The benefits of tag-on projects are many-fold. The sites (such as compressor stations, field production centres, and pipeline facilities) are often fully serviced and staffed, and may already have the necessary resources to undertake the actual storage and monitoring activities. In the case of oil and gas production sites, a lot of information and expertise exists on-site which would be helpful when developing reservoir and storage engineering approaches, and when identifying best practices to optimize the dual goals of petroleum recovery and long-term CO2 storage. In addition, site specific reservoir expertise can be used to develop mitigation strategies for potential CO2 leakage and seepage. Existing commercial sites also have practices and procedures, standards and protocols that can be used to address safety, environmental and other risks.

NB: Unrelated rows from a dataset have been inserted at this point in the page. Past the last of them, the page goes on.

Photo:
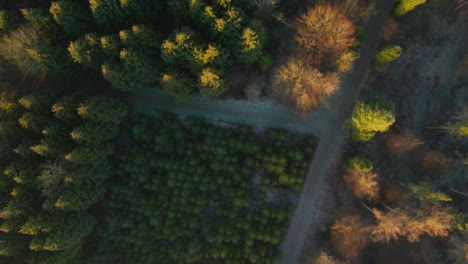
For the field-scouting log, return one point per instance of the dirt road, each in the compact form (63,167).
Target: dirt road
(326,123)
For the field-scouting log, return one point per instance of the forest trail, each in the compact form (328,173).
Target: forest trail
(307,218)
(326,123)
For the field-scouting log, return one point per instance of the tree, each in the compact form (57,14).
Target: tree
(73,17)
(92,133)
(435,222)
(368,118)
(254,39)
(388,54)
(427,196)
(324,30)
(458,254)
(349,235)
(324,258)
(401,143)
(103,109)
(107,14)
(31,46)
(303,86)
(459,129)
(8,20)
(346,61)
(363,184)
(390,226)
(405,6)
(66,107)
(12,245)
(360,164)
(178,86)
(87,51)
(211,83)
(89,155)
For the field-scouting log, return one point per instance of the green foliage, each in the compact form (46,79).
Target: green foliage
(11,245)
(90,155)
(204,207)
(388,54)
(8,20)
(427,195)
(110,46)
(211,83)
(44,196)
(407,5)
(178,86)
(107,14)
(360,164)
(33,46)
(87,51)
(91,133)
(75,18)
(368,118)
(103,109)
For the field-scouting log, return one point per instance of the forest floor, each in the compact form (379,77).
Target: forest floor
(326,123)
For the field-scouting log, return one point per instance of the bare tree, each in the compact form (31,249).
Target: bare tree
(324,30)
(363,184)
(390,225)
(401,143)
(303,86)
(349,235)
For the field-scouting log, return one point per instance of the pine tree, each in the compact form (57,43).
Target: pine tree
(368,118)
(75,18)
(87,51)
(103,109)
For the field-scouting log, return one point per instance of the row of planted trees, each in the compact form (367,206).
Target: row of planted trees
(54,160)
(192,192)
(185,47)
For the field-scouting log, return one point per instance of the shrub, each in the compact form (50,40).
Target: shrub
(369,118)
(324,29)
(360,164)
(407,5)
(303,86)
(388,54)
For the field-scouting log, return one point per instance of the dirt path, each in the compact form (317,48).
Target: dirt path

Experts around the world are working to develop better risk assessment tools and approaches for CCS, and many Canadians are leading the way. Resident expertise in the petroleum exploration and production sectors, including hands-on experience with acid gas injection and CO2-EOR, has contributed to developing this expertise. Canada has been very involved in developing an international collaborative mechanism and in sharing its expertise with international research organizations. However, more work is needed, and therefore the effort should continue.
Making integrated evaluation tools on geological storage available would be useful for decision-makers. When assessing storage options from a business perspective, useful parameters for an integrated tool would include rate of return, project value and CO2 credit value. From a policy perspective, parameters might include emissions reductions calculators, tax and royalty calculators. Such integrated evaluative models and tools are not currently available, but components of them do exist. These tools should be based on sound engineering design drawn from petroleum reservoir experience, be capable of generating credible results, and should include a wide range of options that are useful to both industry and government.
The international community is already engaged in developing CCS technology, and Canada is very involved in both the IEA's Greenhouse Gas R&D Programme and the Carbon Sequestration Leadership Forum. Canada also houses the International Test Centre for Carbon Dioxide Capture (ITC) at the University of Regina and the IEA Weyburn CO2 Monitoring and Storage Project in Weyburn. Canada has world research facilities at the CANMET Energy Technology Centre in Ottawa (CETC-O). The CBM Technology/CO2 Sequestration Project (in China) is another example of Canada's efforts to work with international partners on CCS. Collaborative efforts like these have dual benefits of helping Canadians learn from the experience of other researchers, project operators and policymakers, while reinforcing Canada's own knowledge capacity and ability to contribute to international capacities. This international collaboration applies to all aspects of CCS technology development (not just to storage).
A great deal could also be learned through selective bilateral relationships with countries that are active in CCS research and demonstrations. Such arrangements could include international missions, joint participation in research and monitoring projects, or even the exchange or secondment of experts.